Kuya Allan was given an engineer’s job not long after.  But he continued to spend a free night or two at the mental institution, watching tv with the patients, just sort of keeping them company. Or he would sleep the long night to serve as the patients’ night guard.  It was a way a paying back for the blessings he received. That gave him a sum to enable his wife Ate Cynthia and youngest daughter Yanna  a journey home in ’07.   The eldest,  Tata,  had married and born a beautiful girl called Sophie.  Ico came home in June. And Kuya Allan had his six years after leaving this beloved islands which, he said, could never be forgotten.

I received a text message from Kuya Allan the afternoon of September 26, during Ondoy’s heavy downpour.  He asked Kamusta kayo? And I said Lakas tubig pasok bahay. And he knew that tragedy had struck.  My other cousins’ homes were penetrated by the muddy flashflood.  That left us a night of total darkness and fear.  Little did we know that many had perished and many more had been clinging to dear life.

Kuya Allan had boarded his plane back to Canada as scheduled the following day, a Sunday.  I was unable to communicate with him anymore because the cellphone batteries were dead.  And nowhere could the gadgets be charged because of the power blackout.  I was also making my route checking on who needs help. Some nephews and nieces had been stranded in schools.  Nephew Adam was trapped somewhere in Katipunan and walked his way home the morning of his birthday, September 27.  He was able to capture images of the flood waters in his cellphone.  But the sight of dead bodies left him sleepless for so many nights.  I also spotted canine carcasses and some marines carrying an unknown corpse in a stretcher, but I swiveled my head to the mounting garbage instead.  I do not like the sight of the dead in my memory.
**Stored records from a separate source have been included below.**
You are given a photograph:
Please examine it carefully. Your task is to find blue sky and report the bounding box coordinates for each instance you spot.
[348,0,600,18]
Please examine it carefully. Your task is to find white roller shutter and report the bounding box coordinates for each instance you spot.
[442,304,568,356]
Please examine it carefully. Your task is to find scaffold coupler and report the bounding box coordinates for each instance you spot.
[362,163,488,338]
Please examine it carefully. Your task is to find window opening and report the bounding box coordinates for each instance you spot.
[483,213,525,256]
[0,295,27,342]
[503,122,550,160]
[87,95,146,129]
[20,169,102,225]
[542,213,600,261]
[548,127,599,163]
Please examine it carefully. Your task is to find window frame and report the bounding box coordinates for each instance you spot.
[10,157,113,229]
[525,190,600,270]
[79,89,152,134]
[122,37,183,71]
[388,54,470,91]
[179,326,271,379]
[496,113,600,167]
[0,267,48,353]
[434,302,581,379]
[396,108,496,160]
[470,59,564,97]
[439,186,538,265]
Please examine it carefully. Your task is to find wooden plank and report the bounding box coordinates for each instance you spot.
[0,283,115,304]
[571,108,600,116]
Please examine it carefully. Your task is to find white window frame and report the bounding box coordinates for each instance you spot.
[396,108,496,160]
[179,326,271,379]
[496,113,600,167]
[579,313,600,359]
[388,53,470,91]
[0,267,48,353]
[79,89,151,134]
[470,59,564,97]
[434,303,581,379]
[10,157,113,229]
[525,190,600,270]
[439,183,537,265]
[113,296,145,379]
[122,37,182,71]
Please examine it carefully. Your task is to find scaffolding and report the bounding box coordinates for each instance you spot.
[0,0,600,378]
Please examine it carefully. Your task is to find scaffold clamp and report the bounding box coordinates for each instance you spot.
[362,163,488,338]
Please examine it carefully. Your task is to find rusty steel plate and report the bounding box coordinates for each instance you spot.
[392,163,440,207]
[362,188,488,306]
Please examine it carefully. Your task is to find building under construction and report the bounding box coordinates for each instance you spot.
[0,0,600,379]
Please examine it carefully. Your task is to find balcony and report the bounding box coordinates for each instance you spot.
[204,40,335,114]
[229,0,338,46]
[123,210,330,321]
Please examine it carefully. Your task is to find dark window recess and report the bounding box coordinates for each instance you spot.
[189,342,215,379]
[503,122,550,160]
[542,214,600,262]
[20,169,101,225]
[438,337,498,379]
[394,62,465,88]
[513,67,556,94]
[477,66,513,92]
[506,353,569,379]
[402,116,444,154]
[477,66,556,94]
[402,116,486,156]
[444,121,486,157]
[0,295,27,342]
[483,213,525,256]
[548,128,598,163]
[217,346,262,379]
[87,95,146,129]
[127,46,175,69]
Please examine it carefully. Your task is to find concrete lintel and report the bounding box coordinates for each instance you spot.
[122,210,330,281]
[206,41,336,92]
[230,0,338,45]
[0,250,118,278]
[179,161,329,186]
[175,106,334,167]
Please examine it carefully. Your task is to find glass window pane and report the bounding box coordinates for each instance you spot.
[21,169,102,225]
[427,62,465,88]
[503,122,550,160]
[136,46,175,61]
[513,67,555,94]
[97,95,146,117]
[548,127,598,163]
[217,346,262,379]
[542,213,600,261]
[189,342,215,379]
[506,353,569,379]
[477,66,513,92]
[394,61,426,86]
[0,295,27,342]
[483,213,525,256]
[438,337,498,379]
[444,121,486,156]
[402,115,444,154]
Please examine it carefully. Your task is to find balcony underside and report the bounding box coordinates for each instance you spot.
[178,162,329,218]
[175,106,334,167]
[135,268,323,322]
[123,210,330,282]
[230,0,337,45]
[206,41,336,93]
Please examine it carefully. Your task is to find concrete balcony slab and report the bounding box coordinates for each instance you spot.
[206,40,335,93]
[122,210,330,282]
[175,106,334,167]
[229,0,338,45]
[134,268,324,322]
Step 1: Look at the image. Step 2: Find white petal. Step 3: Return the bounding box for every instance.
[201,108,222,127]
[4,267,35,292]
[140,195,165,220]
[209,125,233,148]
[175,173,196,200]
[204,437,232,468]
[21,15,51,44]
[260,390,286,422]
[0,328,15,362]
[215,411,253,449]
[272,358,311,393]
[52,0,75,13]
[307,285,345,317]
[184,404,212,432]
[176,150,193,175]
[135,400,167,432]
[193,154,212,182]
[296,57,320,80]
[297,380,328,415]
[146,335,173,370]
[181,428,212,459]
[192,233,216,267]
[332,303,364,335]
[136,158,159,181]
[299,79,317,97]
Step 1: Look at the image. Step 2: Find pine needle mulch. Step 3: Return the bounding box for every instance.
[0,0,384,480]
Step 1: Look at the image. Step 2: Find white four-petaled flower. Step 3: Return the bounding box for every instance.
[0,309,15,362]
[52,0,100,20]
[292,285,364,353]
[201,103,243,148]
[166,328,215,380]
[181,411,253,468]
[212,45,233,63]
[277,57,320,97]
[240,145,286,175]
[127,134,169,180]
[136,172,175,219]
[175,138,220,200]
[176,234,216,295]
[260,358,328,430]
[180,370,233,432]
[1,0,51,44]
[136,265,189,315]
Long after the calamity, I thought about Kuya Allan and my prodding him to write his stories in a journal.  He said Ikaw na lang. I said okay. It is sad that I had to write his story alongside the most devastating typhoon that paralyzed our country.  Yet, if I recall right, Kuya Allan always leaves with a bang.  When he departed for Canada in ’03, the Trillanes group sieged Manila Peninsula Hotel in order to topple down the incumbent government.  This time he left again with another bang, much grimmer though.  But that is Kuya Allan.  Godspeed, wherever you are!